London Borough of Croydon

What is an ordinary watercourse?

An 'ordinary watercourse' is a watercourse that is not part of a main river. This includes rivers, streams, ditches, drains, cuts, culverts, dikes, sluices, sewers (other than public sewers within the meaning of the Water Industry Act 1991) and passages, through which water flows.

Is it an ordinary watercourse? Please contact floodandwater@croydon.gov.uk if you are still unsure whether you are dealing with an ordinary watercourse.

Our responsibility

On the 6th April 2012 the council gained responsibility for consenting works that affect the flow of an ordinary watercourse under the terms of the Flood and Water Management Act 2010, Land Drainage Act 1991 and Water Resources Act 1991.

Regulation of ordinary watercourses consists of two elements:

  • The issuing of consents for any changes to ordinary watercourses that might obstruct or alter the flow of an ordinary watercourse.
  • Enforcement action to rectify unlawful and potentially damaging work to a watercourse.

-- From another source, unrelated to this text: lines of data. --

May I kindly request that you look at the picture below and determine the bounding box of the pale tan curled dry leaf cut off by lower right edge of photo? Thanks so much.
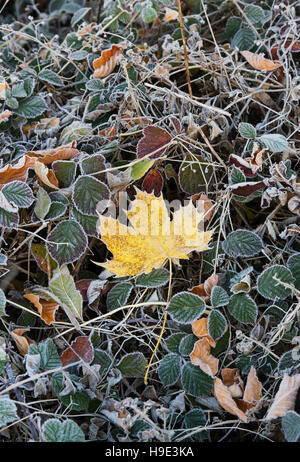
[266,374,300,420]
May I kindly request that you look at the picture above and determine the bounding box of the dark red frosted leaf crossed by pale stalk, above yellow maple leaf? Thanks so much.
[137,125,172,159]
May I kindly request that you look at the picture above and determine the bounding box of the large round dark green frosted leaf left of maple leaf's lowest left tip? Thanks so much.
[47,220,88,265]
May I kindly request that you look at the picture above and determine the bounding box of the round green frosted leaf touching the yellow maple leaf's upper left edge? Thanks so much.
[72,175,110,216]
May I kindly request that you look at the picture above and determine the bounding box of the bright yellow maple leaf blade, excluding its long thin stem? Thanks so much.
[97,189,213,276]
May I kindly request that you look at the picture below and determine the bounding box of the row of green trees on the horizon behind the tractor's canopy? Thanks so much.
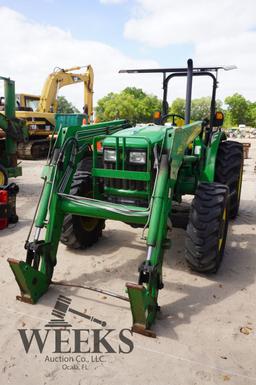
[95,87,256,127]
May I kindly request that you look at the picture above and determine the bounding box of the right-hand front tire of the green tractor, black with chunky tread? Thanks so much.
[185,183,229,273]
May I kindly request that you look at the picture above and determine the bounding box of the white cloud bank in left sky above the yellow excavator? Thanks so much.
[0,7,160,108]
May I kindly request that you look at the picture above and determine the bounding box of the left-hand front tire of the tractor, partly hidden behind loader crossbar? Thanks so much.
[60,171,105,249]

Working on or near a watercourse

If you intend to carry out work which may affect the flow or storage of water, you need to apply to us for consent, even if you already have planning permission. Approval is also required for any temporary works affecting the watercourse and a method of undertaking will need to be submitted prior to these works commencing.

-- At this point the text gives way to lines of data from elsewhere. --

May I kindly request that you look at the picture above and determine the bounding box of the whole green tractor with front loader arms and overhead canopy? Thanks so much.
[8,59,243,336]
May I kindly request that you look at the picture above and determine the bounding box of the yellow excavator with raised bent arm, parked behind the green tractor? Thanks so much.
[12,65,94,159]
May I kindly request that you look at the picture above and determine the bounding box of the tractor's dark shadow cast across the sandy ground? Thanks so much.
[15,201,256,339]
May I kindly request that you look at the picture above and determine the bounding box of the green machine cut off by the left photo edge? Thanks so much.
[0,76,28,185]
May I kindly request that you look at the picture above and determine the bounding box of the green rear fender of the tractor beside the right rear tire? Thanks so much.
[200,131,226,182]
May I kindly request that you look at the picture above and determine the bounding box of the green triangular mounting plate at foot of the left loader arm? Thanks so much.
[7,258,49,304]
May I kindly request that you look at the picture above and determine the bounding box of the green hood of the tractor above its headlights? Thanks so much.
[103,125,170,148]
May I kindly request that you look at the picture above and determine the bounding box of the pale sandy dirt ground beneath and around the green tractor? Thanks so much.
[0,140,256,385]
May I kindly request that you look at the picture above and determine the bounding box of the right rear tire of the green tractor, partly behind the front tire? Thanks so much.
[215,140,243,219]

If you think you may be doing work around a watercourse, please contact us first to check whether consent is required on floodandwater@croydon.gov.uk

If your work affects a main river, you will need to apply to the Environment Agency for consent.

How much does consent cost?

The application fee is £50 per structure, which should be paid by cheque and posted with the application form which can be downloaded below.

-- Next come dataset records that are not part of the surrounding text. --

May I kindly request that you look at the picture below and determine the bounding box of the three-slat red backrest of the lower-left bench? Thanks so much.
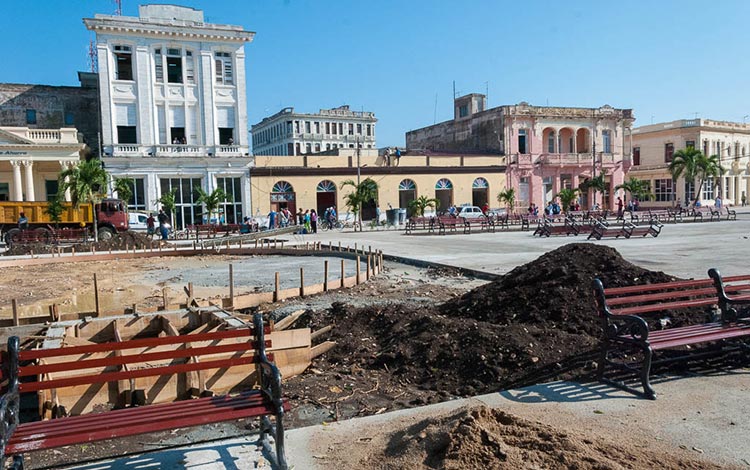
[8,318,273,393]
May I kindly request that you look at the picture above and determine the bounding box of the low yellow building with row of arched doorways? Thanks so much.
[251,149,505,220]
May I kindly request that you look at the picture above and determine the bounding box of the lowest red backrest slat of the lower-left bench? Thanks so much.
[18,354,273,393]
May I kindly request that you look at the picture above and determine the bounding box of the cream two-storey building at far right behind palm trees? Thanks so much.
[629,119,750,206]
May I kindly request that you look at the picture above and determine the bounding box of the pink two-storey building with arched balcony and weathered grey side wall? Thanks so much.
[406,94,634,209]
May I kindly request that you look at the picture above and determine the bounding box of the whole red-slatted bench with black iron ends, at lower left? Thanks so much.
[0,314,289,469]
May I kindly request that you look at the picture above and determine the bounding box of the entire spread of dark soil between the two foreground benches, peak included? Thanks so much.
[287,243,696,424]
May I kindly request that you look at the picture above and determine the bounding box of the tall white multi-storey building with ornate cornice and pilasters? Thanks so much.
[84,5,255,226]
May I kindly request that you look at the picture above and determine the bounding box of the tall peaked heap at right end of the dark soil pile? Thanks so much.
[440,243,674,337]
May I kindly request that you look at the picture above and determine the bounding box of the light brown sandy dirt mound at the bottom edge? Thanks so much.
[363,407,721,470]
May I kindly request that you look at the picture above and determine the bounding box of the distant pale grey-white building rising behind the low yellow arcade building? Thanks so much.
[251,105,377,156]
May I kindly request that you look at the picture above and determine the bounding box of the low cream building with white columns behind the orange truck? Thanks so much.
[0,127,85,201]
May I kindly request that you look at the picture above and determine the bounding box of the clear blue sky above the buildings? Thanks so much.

Once your application is received with the appropriate fee, we have two months to determine your application. You will receive written confirmation within this period whether consent has been granted or not.

A copy of the cross-sections of consentable activities guidelines can be downloaded below, however each case will be assessed individually.

Failure to obtain consent

Failure to obtain consent prior to carrying out the works may be a criminal offence.

Any person acting in contravention of Section 23 of the Land Drainage Act 1991, may be liable, on conviction, to a fine of up to £5,000, and to a further fine of up to £40 for every day on which the contravention is continued after conviction.

Under Section 24 or of the Land Drainage Act 1991 we have the power (without prejudice to any other criminal proceedings) to take such action as may be necessary to remedy the effect of the contravention or failure to obtain consent, and to recover the expenses reasonably incurred by it in so doing from the person in default.